Fifth, history is to be rewritten or ignored. In one commentary, FDA responsibility for ensuring the efficacy of pharmaceuticals was dismissed because that responsibility was not part of the organization’s original charter. However, this “change” to the responsibilities of the agency took place 55 years ago. Federal agencies change names and missions all the time. The 1906 Pure Food and Drug Act that created what later became known as the FDA out of the Department of Chemistry has had three charges over its lifetime: accurate labeling, safety and efficacy. I hold that these are all related. One cannot have accurate labeling unless one knows that a drug is safe and efficacious. After all, how can there be a listing of dosing information and side effects without knowing what levels of use are safe and unsafe; without knowing what levels are effective. Basing an argument on a change in mission over a 110+ year history seems specious.

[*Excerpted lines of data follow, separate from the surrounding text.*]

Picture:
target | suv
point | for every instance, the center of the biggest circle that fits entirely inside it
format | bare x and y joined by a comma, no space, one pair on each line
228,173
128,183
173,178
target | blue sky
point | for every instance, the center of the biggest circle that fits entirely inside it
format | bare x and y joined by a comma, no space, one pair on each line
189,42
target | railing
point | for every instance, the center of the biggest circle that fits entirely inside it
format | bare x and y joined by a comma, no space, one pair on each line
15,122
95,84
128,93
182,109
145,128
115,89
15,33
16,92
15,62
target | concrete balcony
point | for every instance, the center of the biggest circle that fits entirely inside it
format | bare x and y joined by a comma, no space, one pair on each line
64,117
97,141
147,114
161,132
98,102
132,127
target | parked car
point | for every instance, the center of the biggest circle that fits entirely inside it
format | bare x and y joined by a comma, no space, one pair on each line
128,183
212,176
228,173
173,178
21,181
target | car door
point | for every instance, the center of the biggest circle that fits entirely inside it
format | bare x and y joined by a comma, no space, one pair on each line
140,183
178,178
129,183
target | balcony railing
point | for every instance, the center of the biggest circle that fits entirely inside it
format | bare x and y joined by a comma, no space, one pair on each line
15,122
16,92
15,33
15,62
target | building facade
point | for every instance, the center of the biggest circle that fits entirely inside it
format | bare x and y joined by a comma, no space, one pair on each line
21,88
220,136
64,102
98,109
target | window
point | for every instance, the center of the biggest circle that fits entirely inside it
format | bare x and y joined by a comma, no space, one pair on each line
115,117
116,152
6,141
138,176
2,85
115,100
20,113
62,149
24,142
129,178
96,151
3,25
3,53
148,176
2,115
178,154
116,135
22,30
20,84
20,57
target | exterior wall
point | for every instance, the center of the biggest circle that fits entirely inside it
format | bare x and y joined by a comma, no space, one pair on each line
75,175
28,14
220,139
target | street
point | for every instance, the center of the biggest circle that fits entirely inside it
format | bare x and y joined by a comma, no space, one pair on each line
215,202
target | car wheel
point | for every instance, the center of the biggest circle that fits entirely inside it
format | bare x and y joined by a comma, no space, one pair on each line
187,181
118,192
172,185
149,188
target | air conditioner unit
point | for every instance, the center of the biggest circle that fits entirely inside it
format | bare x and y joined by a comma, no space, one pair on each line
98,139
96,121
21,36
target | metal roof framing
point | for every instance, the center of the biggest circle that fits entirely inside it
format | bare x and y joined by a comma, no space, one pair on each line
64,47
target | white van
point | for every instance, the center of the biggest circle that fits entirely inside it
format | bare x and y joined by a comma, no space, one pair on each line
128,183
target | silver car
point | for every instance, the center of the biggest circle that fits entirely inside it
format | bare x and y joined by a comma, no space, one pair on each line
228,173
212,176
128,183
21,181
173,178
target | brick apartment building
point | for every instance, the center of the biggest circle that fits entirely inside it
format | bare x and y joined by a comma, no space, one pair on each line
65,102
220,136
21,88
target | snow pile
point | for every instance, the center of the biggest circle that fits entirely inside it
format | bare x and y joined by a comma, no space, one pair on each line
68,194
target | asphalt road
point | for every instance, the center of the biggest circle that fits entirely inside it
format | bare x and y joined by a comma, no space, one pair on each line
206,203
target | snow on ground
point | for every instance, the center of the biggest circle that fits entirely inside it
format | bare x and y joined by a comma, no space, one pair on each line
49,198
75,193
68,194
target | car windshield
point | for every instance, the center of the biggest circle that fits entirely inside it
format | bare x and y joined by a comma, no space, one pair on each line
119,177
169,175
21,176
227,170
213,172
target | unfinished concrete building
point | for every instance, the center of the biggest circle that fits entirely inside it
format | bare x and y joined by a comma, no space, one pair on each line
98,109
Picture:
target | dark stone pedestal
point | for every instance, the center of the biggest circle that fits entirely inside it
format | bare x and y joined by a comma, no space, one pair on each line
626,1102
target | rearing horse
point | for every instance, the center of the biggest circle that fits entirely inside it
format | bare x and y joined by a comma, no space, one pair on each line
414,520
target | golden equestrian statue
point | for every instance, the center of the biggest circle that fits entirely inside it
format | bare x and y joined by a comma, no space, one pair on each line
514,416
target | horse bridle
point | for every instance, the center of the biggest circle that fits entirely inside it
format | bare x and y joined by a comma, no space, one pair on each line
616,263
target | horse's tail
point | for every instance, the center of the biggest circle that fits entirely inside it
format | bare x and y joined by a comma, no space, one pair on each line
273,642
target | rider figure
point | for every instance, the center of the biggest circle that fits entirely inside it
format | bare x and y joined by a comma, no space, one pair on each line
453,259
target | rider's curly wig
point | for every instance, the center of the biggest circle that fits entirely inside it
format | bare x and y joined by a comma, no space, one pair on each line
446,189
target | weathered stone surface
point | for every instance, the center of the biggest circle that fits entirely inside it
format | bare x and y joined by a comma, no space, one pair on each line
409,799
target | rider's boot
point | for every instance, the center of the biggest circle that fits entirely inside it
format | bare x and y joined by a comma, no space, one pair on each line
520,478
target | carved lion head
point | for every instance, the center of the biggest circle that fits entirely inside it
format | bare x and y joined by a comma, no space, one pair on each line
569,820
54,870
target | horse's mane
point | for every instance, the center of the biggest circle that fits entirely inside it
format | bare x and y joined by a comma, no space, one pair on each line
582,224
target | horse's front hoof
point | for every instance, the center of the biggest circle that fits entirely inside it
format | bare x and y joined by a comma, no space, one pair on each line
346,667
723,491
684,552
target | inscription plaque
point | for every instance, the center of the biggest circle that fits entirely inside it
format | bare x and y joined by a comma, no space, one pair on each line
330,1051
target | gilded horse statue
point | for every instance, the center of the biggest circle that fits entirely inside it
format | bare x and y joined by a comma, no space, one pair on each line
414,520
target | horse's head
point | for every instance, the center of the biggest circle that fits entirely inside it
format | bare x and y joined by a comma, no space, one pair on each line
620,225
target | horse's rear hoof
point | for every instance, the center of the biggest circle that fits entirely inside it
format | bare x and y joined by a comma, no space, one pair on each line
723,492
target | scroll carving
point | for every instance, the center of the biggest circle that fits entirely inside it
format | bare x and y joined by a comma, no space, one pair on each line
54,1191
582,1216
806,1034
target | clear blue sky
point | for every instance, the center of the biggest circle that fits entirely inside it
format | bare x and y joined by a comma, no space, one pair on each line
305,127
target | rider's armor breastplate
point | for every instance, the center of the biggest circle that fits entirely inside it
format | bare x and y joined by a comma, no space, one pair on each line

Sixth: When in doubt, make a personal attack. After I presented a philosophical argument that autonomy was not the only consideration in making policy and that sometimes the public good can limit or override individual choice, my opponents responded with, “who is the FDA, Klugman, or anyone else to deny these patients their choice?” Again, they show the high regard in which they hold autonomy but they also make a personal attack. Good argumentation would address the issues rather than attacking the individual.

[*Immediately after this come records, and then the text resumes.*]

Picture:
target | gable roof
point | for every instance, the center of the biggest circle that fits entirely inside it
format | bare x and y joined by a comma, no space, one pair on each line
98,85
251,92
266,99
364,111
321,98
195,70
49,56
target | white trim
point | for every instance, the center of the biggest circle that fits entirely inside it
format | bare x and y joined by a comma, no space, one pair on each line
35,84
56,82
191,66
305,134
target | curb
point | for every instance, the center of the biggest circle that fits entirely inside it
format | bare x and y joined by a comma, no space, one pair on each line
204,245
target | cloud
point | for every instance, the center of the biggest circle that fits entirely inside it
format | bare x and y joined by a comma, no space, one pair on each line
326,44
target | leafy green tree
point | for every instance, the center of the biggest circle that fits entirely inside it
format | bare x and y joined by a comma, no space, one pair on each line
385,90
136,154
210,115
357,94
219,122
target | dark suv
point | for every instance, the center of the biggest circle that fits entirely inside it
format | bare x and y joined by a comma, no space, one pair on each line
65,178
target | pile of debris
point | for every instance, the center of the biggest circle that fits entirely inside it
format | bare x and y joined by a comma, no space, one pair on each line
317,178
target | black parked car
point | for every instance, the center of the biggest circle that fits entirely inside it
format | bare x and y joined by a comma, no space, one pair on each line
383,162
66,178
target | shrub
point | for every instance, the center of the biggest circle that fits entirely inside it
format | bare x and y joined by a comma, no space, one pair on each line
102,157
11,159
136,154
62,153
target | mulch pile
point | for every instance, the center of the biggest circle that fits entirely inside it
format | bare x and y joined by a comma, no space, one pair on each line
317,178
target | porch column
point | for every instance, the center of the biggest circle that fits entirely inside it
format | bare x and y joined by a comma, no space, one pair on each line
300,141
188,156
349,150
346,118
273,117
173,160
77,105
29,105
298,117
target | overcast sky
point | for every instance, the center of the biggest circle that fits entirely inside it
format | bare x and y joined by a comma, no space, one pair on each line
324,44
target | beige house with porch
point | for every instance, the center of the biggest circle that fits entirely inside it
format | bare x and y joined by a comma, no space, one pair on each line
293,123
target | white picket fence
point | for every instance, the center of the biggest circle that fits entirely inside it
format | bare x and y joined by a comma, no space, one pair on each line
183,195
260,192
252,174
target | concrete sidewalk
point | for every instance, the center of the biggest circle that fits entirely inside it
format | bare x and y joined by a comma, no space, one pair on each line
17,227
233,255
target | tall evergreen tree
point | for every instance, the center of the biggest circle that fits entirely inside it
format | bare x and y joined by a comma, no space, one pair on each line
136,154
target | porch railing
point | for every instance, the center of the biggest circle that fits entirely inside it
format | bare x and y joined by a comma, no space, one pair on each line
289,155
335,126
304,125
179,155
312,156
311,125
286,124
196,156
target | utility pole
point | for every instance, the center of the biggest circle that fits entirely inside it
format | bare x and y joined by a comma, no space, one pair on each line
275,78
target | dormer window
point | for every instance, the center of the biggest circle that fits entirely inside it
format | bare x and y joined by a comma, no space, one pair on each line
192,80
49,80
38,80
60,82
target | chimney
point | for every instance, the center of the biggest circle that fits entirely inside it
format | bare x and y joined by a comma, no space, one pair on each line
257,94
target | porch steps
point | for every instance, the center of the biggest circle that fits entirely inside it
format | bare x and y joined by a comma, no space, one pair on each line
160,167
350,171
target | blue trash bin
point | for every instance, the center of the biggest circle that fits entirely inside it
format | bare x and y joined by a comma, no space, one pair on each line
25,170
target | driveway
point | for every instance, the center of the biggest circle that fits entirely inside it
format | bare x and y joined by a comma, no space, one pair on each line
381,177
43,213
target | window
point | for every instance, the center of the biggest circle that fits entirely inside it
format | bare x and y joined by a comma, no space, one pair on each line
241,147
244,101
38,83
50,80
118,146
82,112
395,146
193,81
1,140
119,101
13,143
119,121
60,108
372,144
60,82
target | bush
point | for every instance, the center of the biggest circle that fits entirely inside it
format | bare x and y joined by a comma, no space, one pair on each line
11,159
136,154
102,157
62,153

Seventh: Policy should be based on my pure theory. One problem with right-to-try is that it assumes that every individual has access to a physician, access to medical journals, that no one is ever pressured into treatment or research, and that everyone should only get the care for which they can pay. Thus, when I pointed out that right-to-try violates notions of social justice, the response was that the individual has the right to do whatever he/she wants to her/himself. That would be true if everyone was equal and if everyone had access to care and money to pay for care. Perhaps the scariest thing in this whole debate was that for my opponents, our dialogue appeared not to be a philosophical game but rather that they were out to win: Their theory should be the only basis for policy.

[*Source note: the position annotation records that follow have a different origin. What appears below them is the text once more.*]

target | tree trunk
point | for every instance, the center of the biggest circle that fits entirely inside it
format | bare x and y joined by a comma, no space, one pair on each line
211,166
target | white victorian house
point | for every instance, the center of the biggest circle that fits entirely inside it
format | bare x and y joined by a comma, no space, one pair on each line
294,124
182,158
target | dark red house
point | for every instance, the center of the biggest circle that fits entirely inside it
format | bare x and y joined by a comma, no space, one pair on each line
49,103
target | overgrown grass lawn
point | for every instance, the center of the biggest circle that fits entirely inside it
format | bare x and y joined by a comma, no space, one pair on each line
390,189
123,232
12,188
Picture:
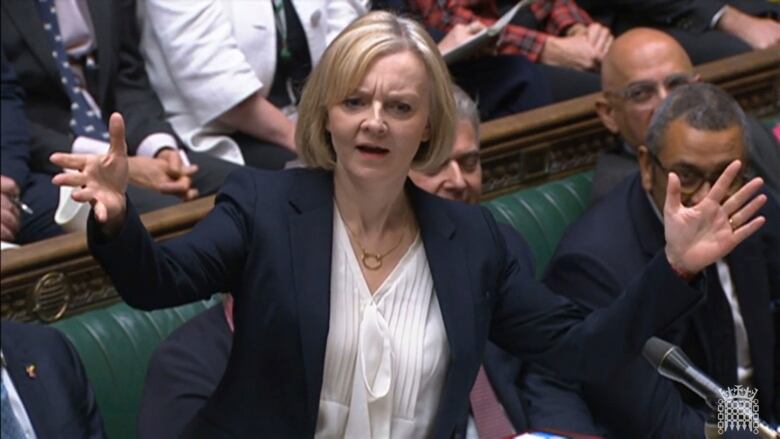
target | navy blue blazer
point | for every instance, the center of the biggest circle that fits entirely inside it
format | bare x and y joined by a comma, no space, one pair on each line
605,250
268,240
57,398
186,368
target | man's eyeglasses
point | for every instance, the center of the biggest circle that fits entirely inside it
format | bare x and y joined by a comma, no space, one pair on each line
641,92
692,179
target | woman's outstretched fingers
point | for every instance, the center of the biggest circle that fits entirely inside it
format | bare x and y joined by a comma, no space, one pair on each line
721,187
116,130
69,161
100,211
85,195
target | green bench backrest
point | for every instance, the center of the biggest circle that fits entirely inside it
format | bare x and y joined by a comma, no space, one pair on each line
542,213
115,343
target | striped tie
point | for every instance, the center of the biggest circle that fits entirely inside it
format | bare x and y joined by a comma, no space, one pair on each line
489,416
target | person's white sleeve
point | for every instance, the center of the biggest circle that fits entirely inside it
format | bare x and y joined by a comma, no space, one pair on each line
153,143
204,59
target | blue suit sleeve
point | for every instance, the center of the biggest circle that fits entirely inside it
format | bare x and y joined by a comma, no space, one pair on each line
206,260
636,400
532,322
14,136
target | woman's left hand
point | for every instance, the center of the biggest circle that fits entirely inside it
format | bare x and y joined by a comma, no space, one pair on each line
699,235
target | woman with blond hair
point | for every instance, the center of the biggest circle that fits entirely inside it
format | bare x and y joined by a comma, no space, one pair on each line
362,303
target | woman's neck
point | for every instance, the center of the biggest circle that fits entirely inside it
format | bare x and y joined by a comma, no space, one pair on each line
371,209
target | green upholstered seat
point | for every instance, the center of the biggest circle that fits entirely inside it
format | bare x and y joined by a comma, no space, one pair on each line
115,344
542,213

The ideas behind good debate: logical arguments, reason, and good facts are important. These are the rules that allow for a civil discourse on issues upon which people may disagree. It is how as a society we can determine the best course of action among many. The problem is that there are people who believe these guidelines are irrelevant. Winning at all costs is the name of the new game and it does not matter how many pawns are sacrificed. In theory, right-to-try is interesting and could offer some ideas about altering our current system of pharmaceutical regulation. However, a pure market approach to pharmaceutical distribution sacrifices safety, accurate labeling, scientific approaches to treatment, and protecting the public from harm. In their winner-takes-all arena, there must be winners and losers. If right-to-try wins, then we all lose.